Prescriptive analytics supports decision-making in other ways as well, especially within search functions. In a way, it becomes a Netflix for scientists, suggesting related items for researchers to consider. For example, if a scientist searches for a particular experiment within the organization’s electronic lab notebook system, it can suggest related experiments carried out by colleagues for the researcher to read. This also applies to literature searches, suggesting related journal articles and thus expanding the potential pool of information available to the researcher. All these potential applications combine to evolve the decision-making of the researcher and expand the scope of consideration for an accelerated time to discovery.

Knowledge-driven decisions

This concept could be extended to think beyond raw data alone: these prescriptive models could utilize the results of existing models as inputs to generate new “models of models.” This would allow researchers to take on more complex questions. In the biopharmaceutical industry, a prescriptive model could suggest small molecule drug candidates that simultaneously optimize multiple parameters, such as maximum target affinity and synthesizability while minimizing hERG-related toxicity. In polyolefin catalyst design, such models could propose new structures for catalysts that minimize synthesis cost and reaction temperature, while maximizing product specificity and catalyst lifetime. In the end, however, these approaches will not take the place of physical experimentation; instead, they will augment the existing work that researchers do, guiding their decisions to ensure work at the bench has the highest likelihood to succeed. 
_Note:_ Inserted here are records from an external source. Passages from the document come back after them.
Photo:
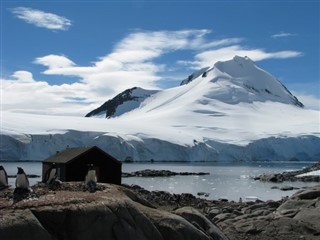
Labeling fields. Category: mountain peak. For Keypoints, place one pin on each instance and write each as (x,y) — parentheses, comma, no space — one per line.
(235,81)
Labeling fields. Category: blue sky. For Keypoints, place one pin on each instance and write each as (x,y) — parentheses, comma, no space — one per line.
(62,55)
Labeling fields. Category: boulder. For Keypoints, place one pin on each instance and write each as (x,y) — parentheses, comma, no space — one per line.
(201,222)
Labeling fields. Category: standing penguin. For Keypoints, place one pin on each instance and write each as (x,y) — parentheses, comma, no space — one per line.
(91,179)
(51,174)
(3,178)
(91,175)
(22,181)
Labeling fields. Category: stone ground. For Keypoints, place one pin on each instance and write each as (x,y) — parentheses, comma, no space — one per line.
(295,218)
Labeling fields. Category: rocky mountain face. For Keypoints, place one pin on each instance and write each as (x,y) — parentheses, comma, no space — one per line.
(233,81)
(123,102)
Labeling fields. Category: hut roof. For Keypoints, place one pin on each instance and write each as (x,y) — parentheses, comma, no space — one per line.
(70,154)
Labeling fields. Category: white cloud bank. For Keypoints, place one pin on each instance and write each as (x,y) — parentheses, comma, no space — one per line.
(282,35)
(42,19)
(134,61)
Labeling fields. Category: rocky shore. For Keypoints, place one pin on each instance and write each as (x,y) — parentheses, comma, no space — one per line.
(160,173)
(292,175)
(131,212)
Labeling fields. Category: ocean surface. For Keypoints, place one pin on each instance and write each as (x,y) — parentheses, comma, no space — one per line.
(226,180)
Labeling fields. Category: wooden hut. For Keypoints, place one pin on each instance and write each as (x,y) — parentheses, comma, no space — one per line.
(72,165)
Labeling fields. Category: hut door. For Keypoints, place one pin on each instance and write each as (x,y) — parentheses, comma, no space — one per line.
(97,172)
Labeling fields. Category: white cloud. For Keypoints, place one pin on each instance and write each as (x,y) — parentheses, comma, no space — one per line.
(208,58)
(42,19)
(132,62)
(282,34)
(54,61)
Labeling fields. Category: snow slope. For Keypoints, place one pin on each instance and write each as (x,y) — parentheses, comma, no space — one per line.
(231,111)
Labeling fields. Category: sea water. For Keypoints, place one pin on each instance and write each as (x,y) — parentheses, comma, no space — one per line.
(231,181)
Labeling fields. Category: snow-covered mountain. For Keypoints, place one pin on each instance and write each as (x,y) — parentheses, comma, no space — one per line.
(231,111)
(123,102)
(236,81)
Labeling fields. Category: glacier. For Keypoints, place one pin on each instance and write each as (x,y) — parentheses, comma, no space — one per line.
(232,111)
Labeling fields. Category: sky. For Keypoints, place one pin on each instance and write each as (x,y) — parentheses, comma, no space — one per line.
(69,57)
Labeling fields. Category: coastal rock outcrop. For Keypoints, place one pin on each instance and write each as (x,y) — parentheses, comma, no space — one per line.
(72,213)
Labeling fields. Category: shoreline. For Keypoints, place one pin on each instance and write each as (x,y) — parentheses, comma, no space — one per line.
(236,220)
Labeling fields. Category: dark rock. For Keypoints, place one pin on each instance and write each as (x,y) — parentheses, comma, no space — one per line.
(202,223)
(288,188)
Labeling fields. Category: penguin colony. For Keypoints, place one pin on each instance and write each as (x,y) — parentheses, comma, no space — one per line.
(51,176)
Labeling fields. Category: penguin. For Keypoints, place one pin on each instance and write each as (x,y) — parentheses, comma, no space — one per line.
(3,177)
(91,175)
(91,179)
(22,181)
(51,174)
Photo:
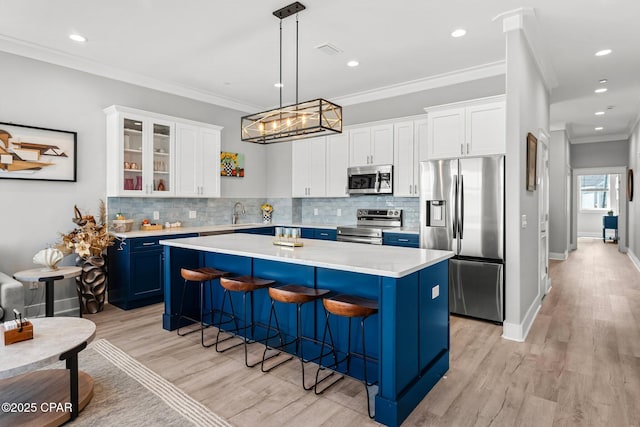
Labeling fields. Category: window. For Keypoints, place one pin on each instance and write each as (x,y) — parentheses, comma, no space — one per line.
(594,192)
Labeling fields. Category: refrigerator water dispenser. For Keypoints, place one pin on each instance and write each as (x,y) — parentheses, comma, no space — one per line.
(436,213)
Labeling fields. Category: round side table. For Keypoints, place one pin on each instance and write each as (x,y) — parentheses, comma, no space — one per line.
(48,276)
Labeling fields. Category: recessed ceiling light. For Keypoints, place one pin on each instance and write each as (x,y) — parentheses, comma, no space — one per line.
(78,38)
(603,52)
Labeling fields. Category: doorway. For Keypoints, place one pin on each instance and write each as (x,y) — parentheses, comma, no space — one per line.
(600,193)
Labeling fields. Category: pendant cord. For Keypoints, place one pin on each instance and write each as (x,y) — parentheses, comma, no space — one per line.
(280,82)
(296,59)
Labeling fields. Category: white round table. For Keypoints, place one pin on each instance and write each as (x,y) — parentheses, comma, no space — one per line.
(54,339)
(48,276)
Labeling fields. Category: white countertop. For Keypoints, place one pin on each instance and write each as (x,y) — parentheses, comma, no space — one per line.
(389,261)
(230,228)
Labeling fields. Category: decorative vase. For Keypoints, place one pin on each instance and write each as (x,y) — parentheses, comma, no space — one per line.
(266,217)
(92,283)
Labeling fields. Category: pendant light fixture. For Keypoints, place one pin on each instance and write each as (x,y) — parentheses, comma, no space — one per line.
(300,120)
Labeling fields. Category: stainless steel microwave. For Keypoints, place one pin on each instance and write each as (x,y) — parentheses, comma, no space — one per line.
(371,179)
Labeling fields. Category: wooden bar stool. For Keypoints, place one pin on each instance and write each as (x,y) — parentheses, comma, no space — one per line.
(247,285)
(298,295)
(349,306)
(199,275)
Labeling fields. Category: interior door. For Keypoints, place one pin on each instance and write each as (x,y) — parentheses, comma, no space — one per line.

This would create a feedback loop with the lab, where researchers would validate the results of models with physical experimentation, which would generate data to inform future models. This feedback loop would thus accelerate research, gradually pruning off R&D dead ends and helping each researcher answer the question, “what do I test next?”
The pace of discovery is accelerating, and the next generation of AI will provide enhanced experiences that allow scientists to truly think outside the box. By expanding a researcher’s scope of consideration, researchers can begin to more effectively ask the questions that they did not know they needed to ask. Prescriptive analytics brings together the benefits of existing technologies and helps to unlock their true potential. Automating these processes also improves the overall benefits these approaches offer to an organization, allowing each researcher the ability to become a sort of citizen data scientist, continuously guiding their projects with increasingly sophisticated analytical techniques. The future of science is one of knowledge-driven decisions where data, both from virtual and physical experimentation, becomes the fuel that accelerates toward discovery.